“I must tell you in the beginning, it was a great challenge to want read this book. I did not have the extra time but I am so grateful I did. I walked away learning time management, how to prioritize, how to work smarter and not harder and to enjoy the ride by being less stressful.” I love those sentences from a recent review of Crossing the Bridge, especially since they were written by a student who “knows the score.”
Ask anyone who works with community college students what they believe to be the biggest challenge students face, and the majority of them will say time management. I say “the majority” because some will say lack of motivation, family issues, and a poor academic background. While those things might be true, it’s also true that managing those precious 168 hours per week is real challenge for most.
At some point in my younger years, I came across a quote by Ben Franklin that resounded with me. “Dost thou love life? Then do not squander time, for that is the stuff life is made of,” the statesman advised. I’ve always been able to see the value of the moment and to realize the fleeting nature of time. Carpe diem! Recognizing the truth in Franklin’s statement that wasting time is wasting life was a wake-up call.
Once I had my awakening, not only did I work on better using my life moments in the best way possible whether in work or play or relaxation, but I also began to preach that sermon to others as well. In classes, there’s always a captive audience, at least as far as attendance is concerned, so naturally I threw in some helpful tidbits about making lists, setting goals, and setting priorities.
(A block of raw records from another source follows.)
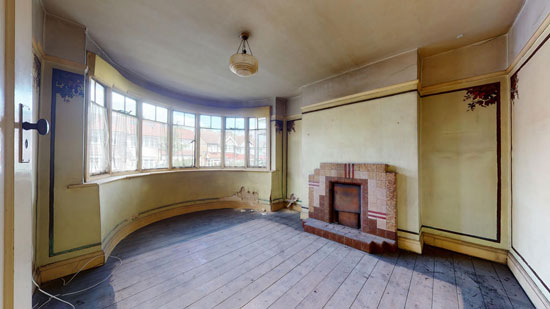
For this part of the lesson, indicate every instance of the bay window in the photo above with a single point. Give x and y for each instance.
(183, 139)
(234, 142)
(124, 133)
(210, 141)
(98, 131)
(257, 142)
(154, 135)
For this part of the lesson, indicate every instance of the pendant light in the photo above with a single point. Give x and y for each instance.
(243, 63)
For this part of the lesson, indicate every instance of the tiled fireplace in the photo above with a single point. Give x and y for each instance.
(354, 204)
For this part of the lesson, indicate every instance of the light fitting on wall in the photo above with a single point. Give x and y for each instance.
(243, 63)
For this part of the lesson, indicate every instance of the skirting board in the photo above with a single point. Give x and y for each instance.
(140, 222)
(527, 283)
(413, 245)
(480, 251)
(70, 266)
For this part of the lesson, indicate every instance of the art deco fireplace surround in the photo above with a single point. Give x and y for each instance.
(354, 204)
In Crossing the Bridge, there are several strategies to help students better utilize the minutes, hours, and days of each week. But here’s the thing: They don’t always avail themselves of the tried and proven methods! They’re busy, stretched to the max with families, jobs, and other outside responsibilities. I understand all of that, and yet I also understand that most people, including me, could accomplish so much more IF they knew and practiced time management tips.
“Students don’t like to read,” is a phrase I’ve often heard. Is it true? I don’t know. I do know that taking a few minutes to learn time management strategies can yield huge benefits. Just ask Ceira.